対象における癌の治療方法も提供される。該方法は、
a) 本発明による細胞を対象に提供する工程、
b) 必要に応じて、抑制性プロテアーゼの阻害剤、タンパク質分解標的キメラ(Protac)結合ドメインに結合するProtac、またはCRBNポリペプチド基質ドメインをCRBNタンパク質に結合させる薬物(好ましくは、薬物はIMiDであり、好ましくはサリドマイド、レナリドマイド、ポマリドマイド、CC-122(アバドマイド)、CC-220(イベルドマイド)およびCC-885からなる群から選択される)を対象に投与し、それによりキメラポリペプチドのユビキチン経路媒介分解を促進する工程、
c) 必要に応じて、工程b)を行う場合、抑制性プロテアーゼの阻害剤またはProtac、またはCRBNポリペプチド基質ドメインをCRBNタンパク質に結合させる薬物(好ましくは、薬物はIMiDであり、好ましくはサリドマイド、レナリドマイド、ポマリドマイド、CC-122(アバドマイド)、CC-220(イベルドマイド)およびCC-885からなる群から選択される)の濃度を増減させ、それによりキメラポリペプチドのユビキチン経路媒介分解を促進する、工程を含む。T細胞および/またはNK細胞は、治療される患者由来でも、同種細胞でもよい。
【0211】
また、対象のT細胞および/またはNK細胞の細胞傷害活性を制御する方法、および/または対象のT細胞および/またはNK細胞によるサイトカイン分泌を制御する方法も提供される。
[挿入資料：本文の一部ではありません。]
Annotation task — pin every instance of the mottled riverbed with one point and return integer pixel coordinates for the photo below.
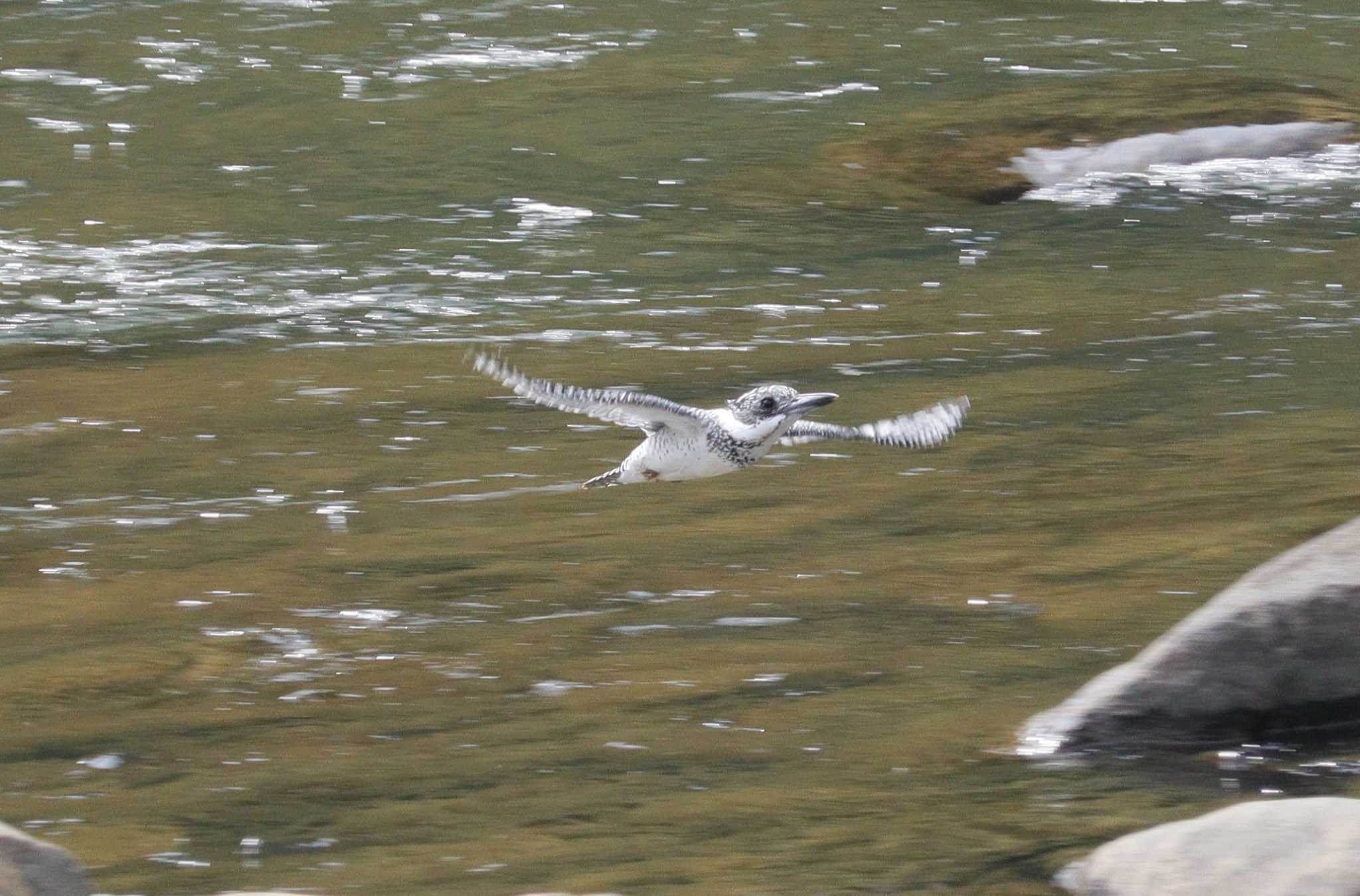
(292, 597)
この方法は、
a) 対象に本発明による細胞を提供する工程、
b) 抑制性プロテアーゼの阻害剤、タンパク質分解標的キメラ(Protac)結合ドメインに結合するProtac、またはCRBNポリペプチド基質ドメインをCRBNタンパク質に結合させる薬物(好ましくは、薬物はIMiDであり、好ましくはサリドマイド、レナリドマイド、ポマリドマイド、CC-122(アバドマイド)、CC-220(イベルドマイド)およびCC-885からなる群から選択される)を対象に投与し、それによりキメラポリペプチドのユビキチン経路媒介分解を促進する工程、および
c) 必要に応じて、抑制性プロテアーゼの阻害剤またはProtac、あるいはCRBNポリペプチド基質ドメインをCRBNタンパク質に結合させる薬物(好ましくは、薬物はIMiDであり、好ましくはサリドマイド、レナリドマイド、ポマリドマイド、CC-122(アバドマイド)、CC-220(イベルドマイド)およびCC-885からなる群から選択される)の濃度を増減させ、それによりキメラポリペプチドのユビキチン経路媒介分解を促進する工程、を含む。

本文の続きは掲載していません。